ЭСКИЗ КАК ЖАНР, или СПЕКТАКЛЬ-ПРИЗРАК

Алексей Пасуев "ПЕТЕРБУРГСКИЙ ТЕАТРАЛЬНЫЙ ЖУРНАЛ" Блог 7ноября 2018

После шестилетнего перерыва Лев Стукалов выпустил долгожданную премьеру в своем («Нашем») театре. Долгожданную еще и потому, что спектакль на этот раз получился отнюдь не камерным — и по числу актеров на сцене (тут даже хор есть), и по глубине проблематики. Не случайно режиссеру понадобилась не просто главная, а самая непрочитанная, самая невоплощенная пьеса русского классического репертуара.
В начале спектакля Лев Стукалов (он здесь не только постановщик, но и один из актеров) с грустью сообщает, что из-за отсутствия у театра денег режиссерский замысел в полной мере воплощен быть не может, а потому они просто прочитают нам великую трагедию, попутно рассказывая об этом замысле.
И правда: у актеров то и дело появляются в руках папки, с которыми они постоянно сверяются, а то и вовсе читают с листа какой-нибудь большой монолог. Мало того, звуковая партитура спектакля (за нее отвечает постоянно колдующий над пультом музыкант Леонид Левин) выстроена таким образом, что главное в ней именно текст: не пропадает не то что ни одного слова — ни одной буквы, ни одного знака препинания.
Перед нами как будто спектакль в модном нынче формате эскиза или читки — но это именно «как будто». Осознанный минимализм — и режиссерского рисунка, и актерской игры, и сценического оформления — призывает нас сосредоточиться на главном: не на театрализации, а на осмыслении пушкинской пьесы.
Все актеры наряжены в однообразную черную прозодежду, и это не случайно — ни Лев Стукалов, ни Дмитрий Лебедев, ни Ольга Кожевникова, ни Сергей Романюк не играют в этом спектакле каких-то конкретных ролей. Роли тут вообще не исполняются в привычном смысле этого слова — они эскизно обозначаются, примеряются, словно маски, и легко переходят от одного актера к другому.
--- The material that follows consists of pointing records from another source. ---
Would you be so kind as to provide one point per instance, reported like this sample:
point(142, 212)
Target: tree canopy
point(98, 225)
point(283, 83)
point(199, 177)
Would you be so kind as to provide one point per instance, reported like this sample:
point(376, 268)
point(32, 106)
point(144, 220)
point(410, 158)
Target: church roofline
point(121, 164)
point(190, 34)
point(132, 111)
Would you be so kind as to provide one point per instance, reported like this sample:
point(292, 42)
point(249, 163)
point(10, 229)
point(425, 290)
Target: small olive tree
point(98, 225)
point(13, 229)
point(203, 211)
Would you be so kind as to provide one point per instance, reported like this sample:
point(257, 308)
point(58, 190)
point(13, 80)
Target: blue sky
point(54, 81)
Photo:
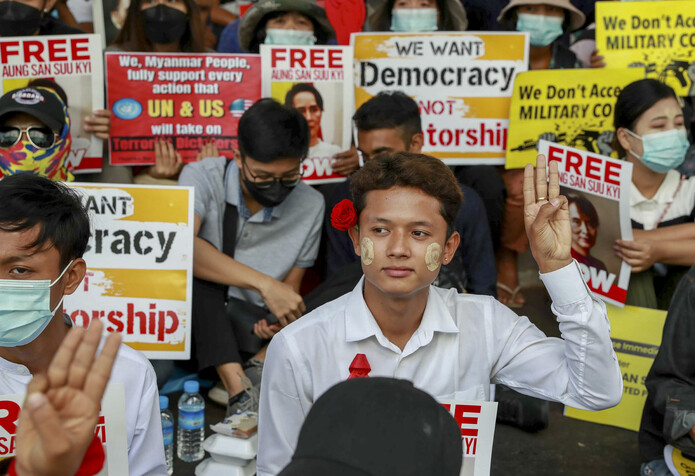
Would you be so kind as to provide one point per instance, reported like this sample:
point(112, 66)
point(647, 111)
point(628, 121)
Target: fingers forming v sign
point(546, 216)
point(56, 424)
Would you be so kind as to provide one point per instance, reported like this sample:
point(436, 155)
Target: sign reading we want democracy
point(657, 36)
point(139, 267)
point(185, 98)
point(462, 83)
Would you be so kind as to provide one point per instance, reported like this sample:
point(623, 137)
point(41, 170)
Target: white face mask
point(25, 309)
point(282, 36)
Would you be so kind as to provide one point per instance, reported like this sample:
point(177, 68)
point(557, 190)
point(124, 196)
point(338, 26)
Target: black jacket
point(671, 380)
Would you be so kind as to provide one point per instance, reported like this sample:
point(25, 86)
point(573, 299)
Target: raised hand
point(56, 424)
point(546, 216)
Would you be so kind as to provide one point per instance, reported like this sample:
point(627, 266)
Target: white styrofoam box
point(210, 467)
point(230, 450)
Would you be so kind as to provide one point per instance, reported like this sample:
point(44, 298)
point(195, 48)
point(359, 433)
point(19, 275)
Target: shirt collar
point(663, 195)
point(360, 323)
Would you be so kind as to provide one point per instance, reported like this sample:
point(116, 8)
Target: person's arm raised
point(56, 424)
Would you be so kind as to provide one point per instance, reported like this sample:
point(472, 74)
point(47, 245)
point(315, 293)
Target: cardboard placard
point(139, 267)
point(327, 70)
point(462, 82)
point(186, 98)
point(75, 63)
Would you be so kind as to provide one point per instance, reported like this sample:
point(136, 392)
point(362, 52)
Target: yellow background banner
point(573, 107)
point(657, 36)
point(636, 335)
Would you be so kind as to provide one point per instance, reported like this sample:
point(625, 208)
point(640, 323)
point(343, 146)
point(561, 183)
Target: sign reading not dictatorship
point(636, 335)
point(75, 63)
point(317, 81)
point(462, 82)
point(186, 98)
point(656, 36)
point(139, 267)
point(569, 107)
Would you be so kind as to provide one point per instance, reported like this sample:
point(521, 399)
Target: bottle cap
point(191, 386)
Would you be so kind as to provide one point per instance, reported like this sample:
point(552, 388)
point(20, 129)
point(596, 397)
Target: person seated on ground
point(390, 122)
point(44, 230)
point(403, 231)
point(650, 133)
point(373, 437)
point(277, 22)
point(272, 242)
point(584, 221)
point(548, 22)
point(31, 17)
point(157, 26)
point(35, 133)
point(669, 411)
point(418, 15)
point(61, 409)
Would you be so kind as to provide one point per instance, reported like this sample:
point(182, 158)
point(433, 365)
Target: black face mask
point(268, 197)
point(164, 24)
point(18, 19)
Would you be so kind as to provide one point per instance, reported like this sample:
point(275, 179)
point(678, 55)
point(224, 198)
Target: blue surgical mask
point(662, 151)
point(281, 36)
point(25, 309)
point(543, 29)
point(414, 19)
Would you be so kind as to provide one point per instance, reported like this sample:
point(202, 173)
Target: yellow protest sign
point(572, 107)
point(139, 266)
point(657, 36)
point(636, 335)
point(462, 82)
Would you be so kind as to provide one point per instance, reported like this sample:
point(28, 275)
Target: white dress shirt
point(143, 421)
point(464, 343)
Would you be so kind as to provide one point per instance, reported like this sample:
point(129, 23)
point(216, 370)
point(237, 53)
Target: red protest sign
point(186, 98)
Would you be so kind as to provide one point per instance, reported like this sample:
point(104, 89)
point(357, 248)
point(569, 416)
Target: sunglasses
point(40, 136)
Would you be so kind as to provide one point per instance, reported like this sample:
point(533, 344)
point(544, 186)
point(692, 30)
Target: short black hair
point(29, 200)
point(633, 101)
point(269, 131)
point(303, 88)
point(390, 110)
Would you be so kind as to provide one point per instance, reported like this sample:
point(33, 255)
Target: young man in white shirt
point(44, 230)
point(448, 344)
Да и сами эти роли начинают в какой-то момент мерцать и двоиться. Так, из-под маски Гришки Отрепьева выглядывает вдруг «сам» Александр Сергеевич Пушкин, а рука об руку с ним — призрак царевича Димитрия, постепенно подменяющий собой фигуру Самозванца. Бориса в этом спектакле свергает не конкретный человек, а именно призрак, химера — абстрактная идея неизбежного воздаяния за попранную справедливость.
Большой кусок красной парчи, яркий цветовой акцент в монохромной графике мизансцен, становится по ходу действия то порфирой Бориса, то облачением Патриарха, то платьем Мнишек, то знаменем Самозванца. В финале он послужит саваном Годунову — обычной тряпкой, в которую его наскоро завернут и прозаично уволокут за кулисы.
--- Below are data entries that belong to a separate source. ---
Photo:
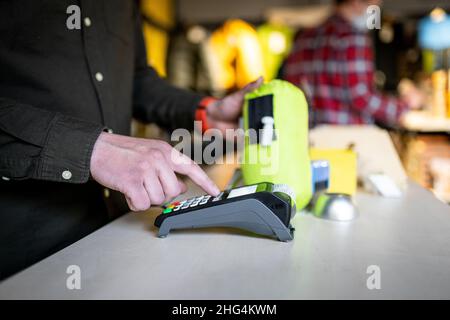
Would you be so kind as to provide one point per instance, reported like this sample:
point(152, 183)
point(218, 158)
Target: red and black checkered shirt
point(334, 65)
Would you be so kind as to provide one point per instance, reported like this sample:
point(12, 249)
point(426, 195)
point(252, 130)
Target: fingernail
point(216, 190)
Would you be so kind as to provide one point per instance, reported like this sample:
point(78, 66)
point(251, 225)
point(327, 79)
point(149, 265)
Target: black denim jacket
point(59, 88)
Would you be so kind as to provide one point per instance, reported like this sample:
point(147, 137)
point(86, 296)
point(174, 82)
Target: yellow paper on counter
point(343, 169)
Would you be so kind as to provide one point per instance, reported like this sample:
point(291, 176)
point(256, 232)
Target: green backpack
point(276, 139)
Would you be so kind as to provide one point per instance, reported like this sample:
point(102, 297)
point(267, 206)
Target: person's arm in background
point(156, 101)
point(359, 77)
point(43, 145)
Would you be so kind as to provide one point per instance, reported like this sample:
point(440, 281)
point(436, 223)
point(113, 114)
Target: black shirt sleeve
point(154, 99)
point(44, 145)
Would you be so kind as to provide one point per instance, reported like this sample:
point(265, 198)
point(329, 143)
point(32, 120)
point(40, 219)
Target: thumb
point(253, 85)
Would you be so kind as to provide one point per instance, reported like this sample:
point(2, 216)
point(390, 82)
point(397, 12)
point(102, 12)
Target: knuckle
point(165, 146)
point(157, 155)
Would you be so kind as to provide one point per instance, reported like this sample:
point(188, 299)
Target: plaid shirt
point(333, 64)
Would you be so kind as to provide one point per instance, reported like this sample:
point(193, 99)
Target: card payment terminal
point(262, 208)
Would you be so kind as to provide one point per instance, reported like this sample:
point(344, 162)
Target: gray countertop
point(407, 238)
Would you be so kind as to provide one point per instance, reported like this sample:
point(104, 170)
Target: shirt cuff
point(67, 151)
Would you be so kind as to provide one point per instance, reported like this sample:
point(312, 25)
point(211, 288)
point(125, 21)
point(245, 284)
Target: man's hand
point(224, 114)
point(144, 170)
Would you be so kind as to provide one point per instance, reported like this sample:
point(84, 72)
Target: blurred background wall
point(201, 11)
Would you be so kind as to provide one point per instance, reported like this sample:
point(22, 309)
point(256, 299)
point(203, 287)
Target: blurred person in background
point(334, 65)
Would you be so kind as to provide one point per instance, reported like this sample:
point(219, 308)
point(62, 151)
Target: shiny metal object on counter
point(334, 206)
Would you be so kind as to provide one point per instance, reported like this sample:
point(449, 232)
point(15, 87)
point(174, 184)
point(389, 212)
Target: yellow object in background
point(343, 169)
point(156, 37)
point(276, 43)
point(234, 55)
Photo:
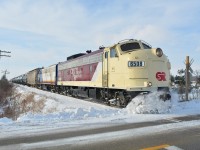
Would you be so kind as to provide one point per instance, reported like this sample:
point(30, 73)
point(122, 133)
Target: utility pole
point(5, 72)
point(187, 64)
point(4, 52)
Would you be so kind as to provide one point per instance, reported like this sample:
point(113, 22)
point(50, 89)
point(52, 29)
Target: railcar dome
point(75, 56)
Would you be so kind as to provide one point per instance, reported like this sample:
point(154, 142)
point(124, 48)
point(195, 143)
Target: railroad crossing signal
point(188, 74)
point(5, 72)
point(4, 52)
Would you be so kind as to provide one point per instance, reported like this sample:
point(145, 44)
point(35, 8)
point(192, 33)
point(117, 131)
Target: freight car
point(112, 74)
point(32, 77)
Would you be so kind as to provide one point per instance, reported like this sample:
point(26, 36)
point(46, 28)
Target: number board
point(136, 64)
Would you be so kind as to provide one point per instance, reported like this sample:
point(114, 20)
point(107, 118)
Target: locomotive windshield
point(130, 46)
point(146, 46)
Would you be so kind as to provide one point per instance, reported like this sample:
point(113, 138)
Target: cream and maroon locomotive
point(114, 74)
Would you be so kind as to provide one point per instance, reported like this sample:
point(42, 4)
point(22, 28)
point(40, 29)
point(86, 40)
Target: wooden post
point(187, 85)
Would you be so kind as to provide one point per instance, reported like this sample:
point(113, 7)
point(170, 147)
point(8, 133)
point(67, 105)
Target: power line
point(4, 55)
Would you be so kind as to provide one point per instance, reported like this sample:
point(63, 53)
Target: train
point(113, 74)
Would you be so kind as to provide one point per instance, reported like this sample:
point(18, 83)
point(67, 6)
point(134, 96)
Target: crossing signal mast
point(5, 72)
point(3, 54)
Прощальный монолог Бориса в спектакле отменен — Годунов хрипит, захлебываясь кровью, а Лев Стукалов иронично и буднично «переводит» эти хрипы красивыми и умными пушкинскими строчками. Возможность хоть чему-то научить следующее поколение, хоть немного изменить к лучшему ход истории не кажется режиссеру осуществимой. Абстрактная идея снова и снова воплощается потоками конкретной крови, которой очень скоро будут замараны все персонажи.
В оформлении Марины Еремейчевой нет ничего случайного. Большой черный стол и четыре стула — это пресловутый станок для игры, превращающийся по мере необходимости во что угодно: в подножие трона, в поле битвы, в скачущих лошадей и, наконец, просто в стол, за которым бражничают Варлаам и Мисаил или пишет свою летопись Пимен. Именно поворотом стола вокруг своей оси — тяжелым и скрипучим — обозначают в финале и совершившийся государственный переворот.
Народ в спектакле — три бессловесные бабы с выбеленными лицами и бессмысленно вылупленными в пространство глазами (Дарья Чернявская, Кристина Минкина, Наталья Свешникова). Как ни крути, но финальная пушкинская ремарка для них — не поступок, а естественное агрегатное состояние. Спектакль начинается и завершается завываниями ветра, постепенно переходящими в волчий вой, — и тут на память приходит скорее не пушкинская, а чеховская цитата — о громадной равнине и лихом человеке.
«Наш театр», ведущий последние годы как раз полупризрачное, пунктирно-эскизное существование, в очередной раз предъявил публике художественное высказывание такого удельного веса, что не заметить его, не сказать о нем в полный голос было бы огромной ошибкой.